This a very broad question and therefore I am not necessarily looking for more than someone pointing me in the right direction. Whether the game is 2D or 3D, fighting game collisions is a challenging subject and ideas for the best possible way to implement such system in Unreal Engine 4 would be gladly welcome.
As you can see on this video, 2D colliders of different types and scales are spawned at unique locations for various duration depending on the characters’ actions. Because these colliders’ behavior is tightly linked to the animations, it goes without saying that having a visual interface to edit them would be a must. You can see an example of Mugen’s collision editor here.
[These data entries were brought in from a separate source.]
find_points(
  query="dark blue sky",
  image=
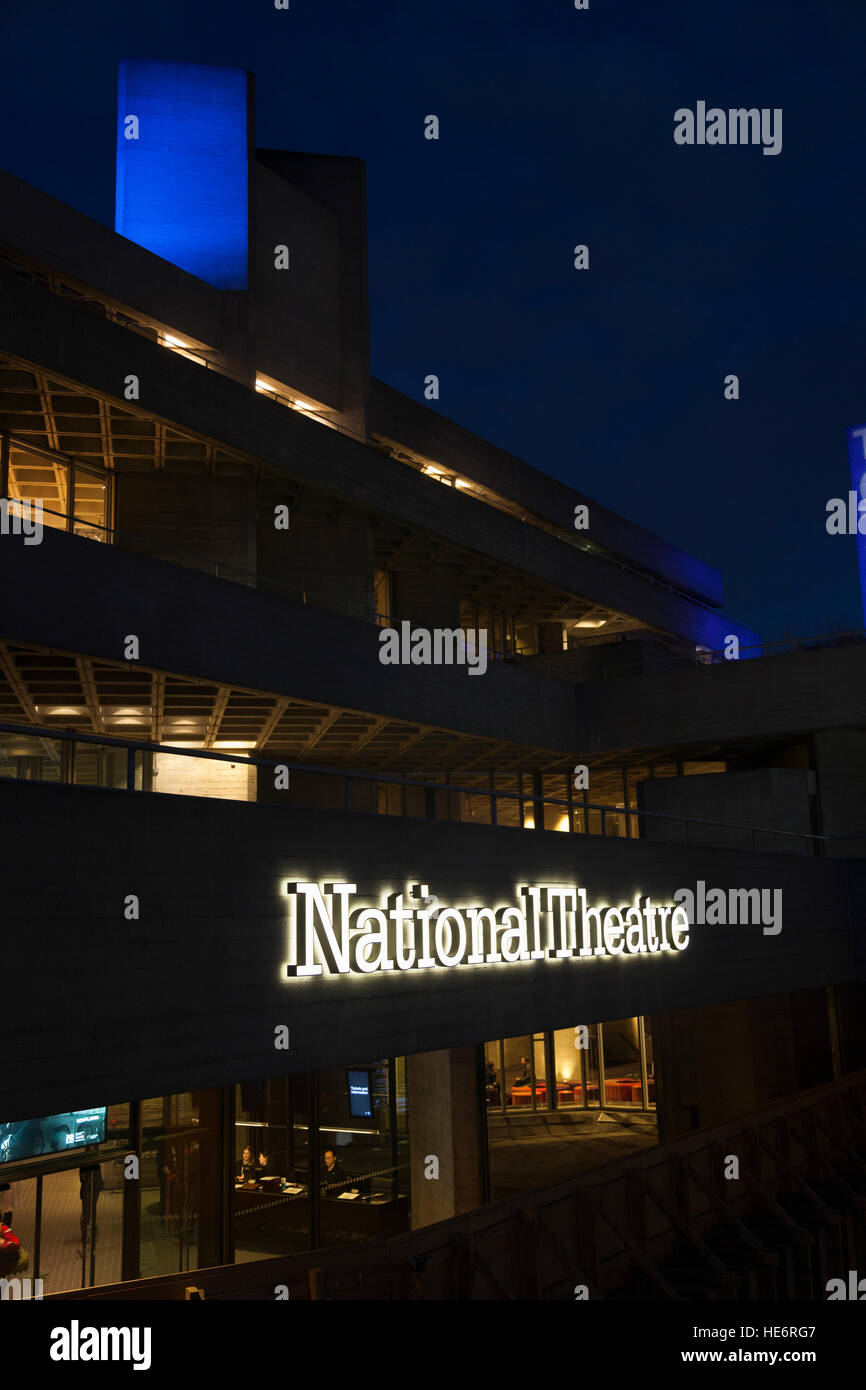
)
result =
(556, 128)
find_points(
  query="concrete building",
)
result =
(224, 812)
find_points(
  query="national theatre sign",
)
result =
(330, 934)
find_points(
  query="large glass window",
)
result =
(271, 1168)
(181, 1182)
(72, 496)
(363, 1154)
(594, 1065)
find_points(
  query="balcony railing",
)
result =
(28, 751)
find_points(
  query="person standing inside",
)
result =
(7, 1203)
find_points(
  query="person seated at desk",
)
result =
(524, 1079)
(248, 1169)
(334, 1179)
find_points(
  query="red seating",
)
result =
(523, 1094)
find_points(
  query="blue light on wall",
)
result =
(856, 458)
(182, 166)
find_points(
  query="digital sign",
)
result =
(52, 1133)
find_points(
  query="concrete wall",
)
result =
(339, 185)
(189, 995)
(330, 560)
(776, 798)
(444, 1101)
(205, 523)
(296, 328)
(769, 697)
(433, 435)
(840, 759)
(426, 603)
(727, 1059)
(202, 777)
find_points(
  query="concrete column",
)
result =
(840, 761)
(445, 1122)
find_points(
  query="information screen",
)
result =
(360, 1100)
(52, 1134)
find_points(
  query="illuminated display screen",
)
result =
(182, 166)
(360, 1100)
(52, 1134)
(856, 458)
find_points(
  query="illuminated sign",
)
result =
(856, 458)
(182, 168)
(331, 936)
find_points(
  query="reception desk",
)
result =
(278, 1221)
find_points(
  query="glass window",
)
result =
(363, 1154)
(271, 1168)
(91, 505)
(623, 1064)
(38, 478)
(181, 1182)
(492, 1079)
(519, 1072)
(82, 1226)
(567, 1061)
(651, 1068)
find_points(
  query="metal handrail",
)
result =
(491, 794)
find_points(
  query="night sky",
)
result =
(556, 128)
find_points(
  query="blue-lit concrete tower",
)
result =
(184, 157)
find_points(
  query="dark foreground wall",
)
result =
(99, 1009)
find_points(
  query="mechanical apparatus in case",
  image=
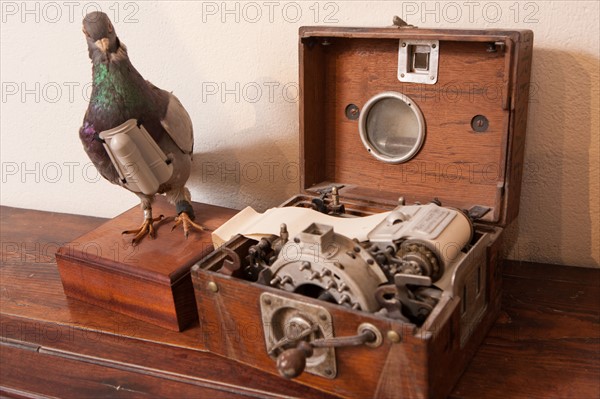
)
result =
(381, 278)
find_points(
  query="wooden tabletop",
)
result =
(545, 344)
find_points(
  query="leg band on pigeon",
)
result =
(184, 206)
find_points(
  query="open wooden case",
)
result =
(462, 97)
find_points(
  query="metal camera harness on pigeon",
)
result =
(141, 164)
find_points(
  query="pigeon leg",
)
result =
(185, 218)
(147, 228)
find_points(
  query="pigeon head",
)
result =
(101, 36)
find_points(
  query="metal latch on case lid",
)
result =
(418, 61)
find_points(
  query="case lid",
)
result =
(470, 89)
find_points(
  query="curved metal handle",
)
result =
(292, 362)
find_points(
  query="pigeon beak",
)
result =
(103, 44)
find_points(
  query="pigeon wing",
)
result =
(178, 125)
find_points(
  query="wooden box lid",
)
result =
(480, 73)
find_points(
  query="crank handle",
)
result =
(291, 362)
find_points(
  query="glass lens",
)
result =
(392, 127)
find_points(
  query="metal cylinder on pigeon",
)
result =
(137, 157)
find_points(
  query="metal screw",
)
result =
(393, 336)
(213, 286)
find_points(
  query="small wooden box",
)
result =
(150, 281)
(475, 115)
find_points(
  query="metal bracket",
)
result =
(418, 61)
(285, 322)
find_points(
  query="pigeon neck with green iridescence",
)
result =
(118, 86)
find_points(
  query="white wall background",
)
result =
(234, 66)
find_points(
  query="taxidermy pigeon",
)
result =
(120, 94)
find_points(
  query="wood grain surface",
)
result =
(150, 281)
(545, 344)
(463, 168)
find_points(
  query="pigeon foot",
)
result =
(147, 228)
(187, 223)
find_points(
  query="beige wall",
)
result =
(234, 67)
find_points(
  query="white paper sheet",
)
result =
(252, 224)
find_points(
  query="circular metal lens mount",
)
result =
(392, 127)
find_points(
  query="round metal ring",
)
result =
(392, 127)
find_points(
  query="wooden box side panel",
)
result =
(521, 71)
(447, 358)
(459, 166)
(139, 298)
(230, 325)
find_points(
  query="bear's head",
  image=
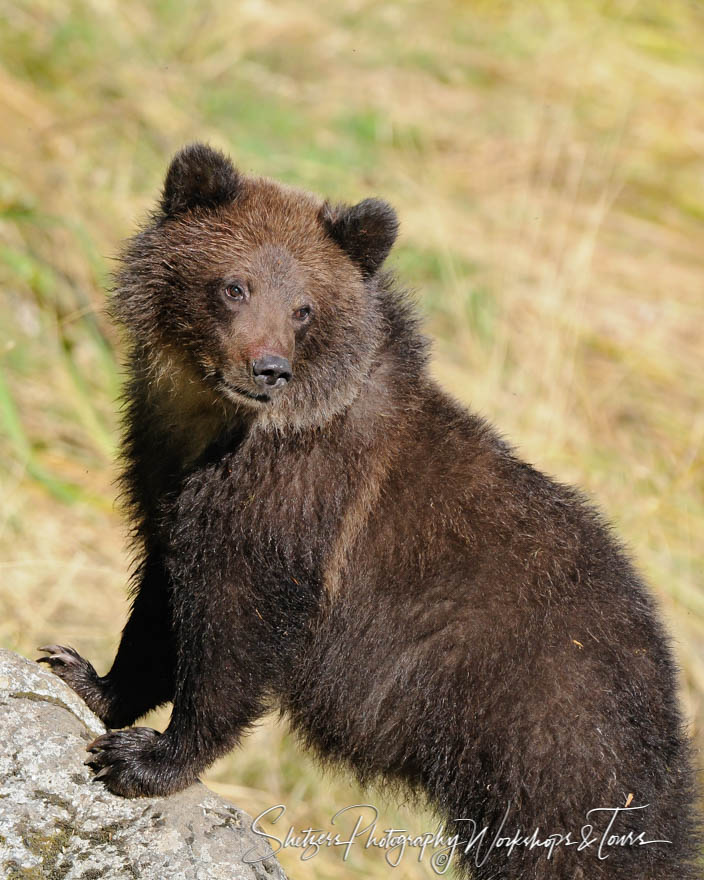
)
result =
(263, 295)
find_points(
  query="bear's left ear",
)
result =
(366, 232)
(199, 177)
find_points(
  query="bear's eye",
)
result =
(235, 292)
(302, 314)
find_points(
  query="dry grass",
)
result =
(546, 160)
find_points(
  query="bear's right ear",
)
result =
(199, 177)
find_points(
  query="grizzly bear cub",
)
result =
(321, 528)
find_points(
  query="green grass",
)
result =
(546, 162)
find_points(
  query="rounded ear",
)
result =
(199, 177)
(366, 232)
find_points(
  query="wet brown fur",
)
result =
(364, 553)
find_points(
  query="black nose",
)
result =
(271, 371)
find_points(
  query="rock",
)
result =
(56, 824)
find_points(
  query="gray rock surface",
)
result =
(56, 824)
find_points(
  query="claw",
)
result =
(97, 745)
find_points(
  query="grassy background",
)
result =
(546, 159)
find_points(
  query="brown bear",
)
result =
(321, 528)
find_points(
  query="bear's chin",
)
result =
(243, 397)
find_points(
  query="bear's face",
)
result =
(262, 294)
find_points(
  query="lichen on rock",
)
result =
(56, 824)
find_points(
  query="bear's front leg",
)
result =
(231, 647)
(138, 762)
(142, 675)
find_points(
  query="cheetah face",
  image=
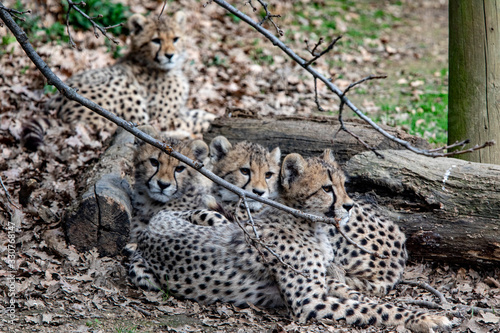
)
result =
(315, 186)
(248, 166)
(159, 43)
(162, 177)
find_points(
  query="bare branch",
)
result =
(103, 30)
(327, 82)
(341, 109)
(426, 304)
(316, 57)
(267, 17)
(7, 194)
(427, 287)
(257, 241)
(313, 51)
(14, 13)
(316, 99)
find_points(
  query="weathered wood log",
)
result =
(448, 208)
(101, 218)
(460, 223)
(308, 136)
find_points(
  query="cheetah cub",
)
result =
(209, 264)
(362, 271)
(247, 165)
(146, 86)
(163, 182)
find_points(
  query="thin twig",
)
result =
(330, 85)
(14, 13)
(426, 304)
(456, 144)
(103, 30)
(427, 287)
(257, 241)
(341, 109)
(267, 17)
(141, 310)
(316, 99)
(316, 57)
(7, 195)
(313, 51)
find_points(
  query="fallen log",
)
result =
(309, 136)
(101, 218)
(448, 208)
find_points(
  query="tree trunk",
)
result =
(448, 208)
(474, 88)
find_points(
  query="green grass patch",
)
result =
(422, 111)
(362, 19)
(112, 13)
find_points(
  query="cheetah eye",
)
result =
(154, 162)
(180, 168)
(328, 188)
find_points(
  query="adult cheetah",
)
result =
(146, 86)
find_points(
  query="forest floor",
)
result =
(231, 69)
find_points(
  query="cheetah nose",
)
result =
(163, 185)
(258, 192)
(348, 206)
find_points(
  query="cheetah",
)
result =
(209, 264)
(146, 86)
(247, 165)
(362, 271)
(163, 182)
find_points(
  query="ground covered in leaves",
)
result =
(232, 70)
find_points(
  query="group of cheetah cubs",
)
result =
(178, 243)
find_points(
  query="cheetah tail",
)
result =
(34, 130)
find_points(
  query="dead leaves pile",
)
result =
(230, 67)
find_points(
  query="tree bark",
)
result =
(474, 88)
(308, 136)
(448, 208)
(460, 223)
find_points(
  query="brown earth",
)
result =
(61, 290)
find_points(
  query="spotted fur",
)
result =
(146, 86)
(163, 182)
(209, 264)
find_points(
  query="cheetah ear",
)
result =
(149, 130)
(136, 23)
(219, 148)
(180, 18)
(293, 166)
(328, 156)
(199, 149)
(276, 155)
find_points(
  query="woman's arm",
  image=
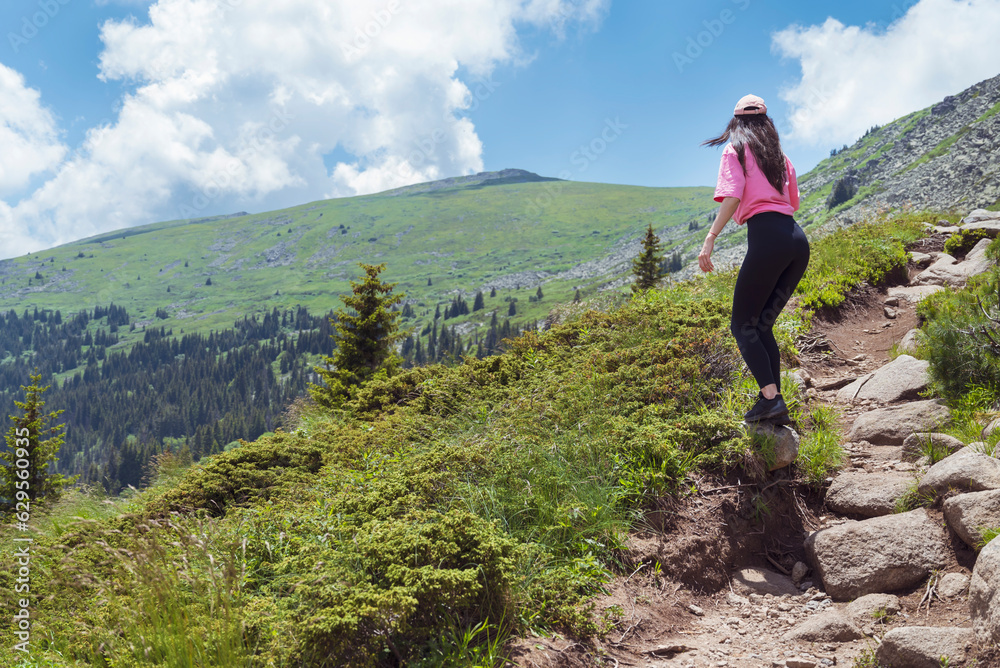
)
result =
(726, 212)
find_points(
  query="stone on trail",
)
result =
(984, 594)
(914, 444)
(968, 514)
(828, 626)
(952, 585)
(867, 494)
(967, 470)
(762, 581)
(946, 270)
(865, 609)
(903, 378)
(786, 443)
(924, 647)
(891, 426)
(877, 555)
(915, 293)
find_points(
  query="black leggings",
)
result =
(775, 262)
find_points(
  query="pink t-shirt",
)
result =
(755, 193)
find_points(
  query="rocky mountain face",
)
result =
(945, 157)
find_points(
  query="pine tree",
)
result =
(366, 337)
(647, 267)
(33, 444)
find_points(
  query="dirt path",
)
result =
(695, 612)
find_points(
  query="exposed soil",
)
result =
(700, 541)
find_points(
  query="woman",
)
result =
(757, 186)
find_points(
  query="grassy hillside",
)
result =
(436, 239)
(445, 509)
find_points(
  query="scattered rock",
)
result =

Based on my limited knowledge, here are the different routes that come to my mind in order to implement such a system in order of difficulty:
- Try to leverage or extend Persona’s notification timeline.
- Use and existing third party editor and create a parser for Unreal Engine.
- Build a collision edition framework within Unreal Engine it self.
Thanks for your help in advance and I hope you guys can en-light me.
Hi Douglas,
You put not easy task before itself. However, are you sure you want to add you own collision framework or work with another editor?
I think the best way it is to use PhysX or Paper2D basis for collision detection. UE4 has many useful elements/tools to work with collision (generate it, retrieve additional information from collision, etc.). For example, you have a fighter (does not matter if it is ‘2D mesh’ or 3D mesh that moves in 2D space) you create PhysAsset and some animation (jump, walk, attack, etc.). In addition, you attach sword (with collision) to this mesh. UE4 allows to you determine whatever sword collide with another fighter or not. Also, let us say you want to make damage only when attack animation is playing, so you can use anim notifications to determine ‘damage period’. In addition, you can use Paper2D plugin that is wrapper around box2d library. Look at
Kind of a high level answer, if you have further questions, shoot them here and I can get more specific if you’d like.
Hope it helps!
Thanks for your answer . I agree that leveraging what already exists in Unreal Engine is probably the thing to do. That being said it seems that spawning the colliders and position them frame by frame instead of attaching them to the rig is an important gameplay mechanism in fighting games. I am just wondering if Persona’s notification timeline is convenient and powerful enough as it stands to support such heavy burden. I can see Persona spawning colliders at a given time and maybe set their positions and scale on a frame basis, but would that be really convenient when tweaking or scaling your game?